A OAB destaca que a oferta de uma comunidade fechada, na qual os participantes aprenderiam “diretamente com um juiz federal”, demonstra o “uso ostensivo da função jurisdicional como elemento central da atratividade e valor agregado à proposta comercial” – ou seja, a figura do magistrado é “explorada como diferencial competitivo”.

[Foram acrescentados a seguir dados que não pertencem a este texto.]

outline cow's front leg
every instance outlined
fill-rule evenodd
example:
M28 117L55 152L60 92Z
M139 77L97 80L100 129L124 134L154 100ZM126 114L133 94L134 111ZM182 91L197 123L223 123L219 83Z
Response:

COM A PALAVRA, O JUIZ FEDERAL MARCELO BRETAS

“O curso em questão é de caráter acadêmico, tendo sido meticulosamente desenvolvido conforme os parâmetros exigidos pelo Ministério da Educação e Cultura (MEC). O curso é registrado sob o título Capacitação em posicionamento, comunicação assertiva e argumentação. O Quarto Poder, pela Faculdade Anhanguera, e segue integralmente os Planos Pedagógicos de Curso (PPC) aprovados por essa instituição, assegurando seu foco em capacitar profissionais do Direito e áreas correlatas na construção de habilidades técnicas de argumentação e comunicação. Trata-se de um Curso de Extensão Universitária. A classificação de ‘coaching’ é apenas uma forma de tentar desqualificar o curso universitário oferecido. A rigor, a Corregedoria do CNJ nada deve fazer, pois já existe o procedimento no Tribunal Regional Federal da 2 Regoão sobre o tema, com julgamento na próxima quinta-feira, 6”.